Mais t'as essayé de simplement gliser/déposer le dossier Système à la racine du disque pour voir s'il voulait bien booter dessus avec "alt" au boot ?


----------



## love_leeloo (3 Mai 2021)

j'essaierai merci


----------



## Pascal 77 (4 Mai 2021)

love_leeloo a dit:


> je suis en train de récupérer Mac OS 9.1 pour voir



inutile, le Ti 1 Ghz nécessite 9.2.2 minimum



love_leeloo a dit:


> oui quand j'ai eu le TiBook il était déjà sous 10.0



Tu es sûr que c'est un 1 Ghz ? parce que le 1 Ghz nécessite au minimum 10.1.2, donc il ne devrait pas être en 10.0



love_leeloo a dit:


> par contre qu'est ce qu'il souffle, on n'est vraiment plus habitué avec le silence des derniers Macs
> j'ai envie de lui couper le ventilo



"Les" ventilos, il en a deux, et si tu coupes, le G4 va exploser, touche le fond du Mac quand le ventilo souffle, tu m'en dira des nouvelles ! C'est pas pour rien que par rapport aux modèles précédents, ils ont rajouté un patch thermique sur le fond !

J'ai retrouvé les disques d'installation de feu mon 1 Ghz, le DVD "système et applications", qui contient l'installation de Mac OS 9.2.2 spécifique à ce modèle (il contient sans doute un "Enabler", ce qui expliquerait tes déboires avec un 9.2.2 "standard") et le CD avec l'A.H.T. Je te poste ça à mon retour jeudi.


----------



## love_leeloo (4 Mai 2021)

oui je suis bien sur un 1 GHz 






sinon, je ne me rappelle plus exactement sur quelle version j'étais parti en achetant ce mac.
certainement 10.1.2 comme tu le soulignes


----------



## love_leeloo (4 Mai 2021)




----------



## gpbonneau (4 Mai 2021)

J'ai 2 Titanium 1GHz (un avec un SSD OWC 60Go et l'autre avec un HD 120Go). 
Ils sont tous les 2 sous Leopard. Pour les démarrer sous OS9 (c'est les derniers PowerBook à pouvoir le faire), j'ai trouvé plus simple de faire 2 partitions sur les disques, une avec 10.5.8 et l'autre avec 9.2.2. 

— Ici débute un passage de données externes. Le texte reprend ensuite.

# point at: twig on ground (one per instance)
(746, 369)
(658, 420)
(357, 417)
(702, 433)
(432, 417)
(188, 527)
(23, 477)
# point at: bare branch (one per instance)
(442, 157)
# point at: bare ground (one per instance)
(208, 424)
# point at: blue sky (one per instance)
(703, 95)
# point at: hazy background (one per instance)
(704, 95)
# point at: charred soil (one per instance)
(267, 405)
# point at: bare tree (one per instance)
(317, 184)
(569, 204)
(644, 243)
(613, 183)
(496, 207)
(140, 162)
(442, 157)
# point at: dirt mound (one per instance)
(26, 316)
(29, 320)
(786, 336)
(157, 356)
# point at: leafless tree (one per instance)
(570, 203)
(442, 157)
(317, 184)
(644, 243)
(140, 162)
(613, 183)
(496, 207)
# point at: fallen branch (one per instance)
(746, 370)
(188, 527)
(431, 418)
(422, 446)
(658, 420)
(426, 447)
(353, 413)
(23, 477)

Je peux zipper le Dossier Système 9.2.2 et te le mettre à dispo si tu veux, c'est assez gros (187Mo, 89Mo une fois zipper), mais il est complet, j'ai laissé les fichiers Classic nécessaire pour le faire fonctionner avec Tiger (il est générique je pense, prêt pour d'autres Mac sous Tiger). 
En le dézippant sur une clé tu devrais pouvoir l'utiliser (il marche bien sur les miens en tout cas).


----------



## love_leeloo (4 Mai 2021)

coucou gpbonneau, je veux bien essayer 
qu'est ce que j'en fais des répertoires ? je les copies directement sur le TiBook dans Macintosh HD ?
ensuite je choisis de booter dessus ?

Merci


----------



## love_leeloo (4 Mai 2021)

j'ai essayé de copier les répertoires du CD sur Macintosh HD et de booter dessus
ca boote bien et à un moment ça me dit que ca n'est pas sur le disque d'origine et il faut redémarrer

ensuite j'ai booter sur le CD universal 9.2.2
ca boote bien mais quand je clique sur Install ça me dit que je ne peux pas lancer ce programme sur mon ordinateur


----------



## woz86 (4 Mai 2021)

J'essaye d'avoir aussi le 9.2.2 pour mettre à jour l'un de mes Palourde et c'est galère à trouver.


----------



## gpbonneau (4 Mai 2021)

Le Dossier Système est complet, avec tous les répertoires. 
Tu le copies sur Macintosh HD sur le Titanium et tu devrais pouvoir démarrer dessus. C'est l'avantage des anciens systèmes avant OSX, tu pouvais les déplacer facilement ;-)
Si c'est dans la même partition que OSX, tu devrais le retrouver dans Préférences > Démarrage.
Si c'est une partition dédié, tu peux aussi démarrer avec la touche Alt et tu choisis la partition avec OS9.
Le lien en MP


----------



## love_leeloo (4 Mai 2021)

j'essaie ça demain, je te remercie


----------



## love_leeloo (5 Mai 2021)

on avance, on avance 

j'ai copié le répertoire "Dossier système" sur Macintosh HD.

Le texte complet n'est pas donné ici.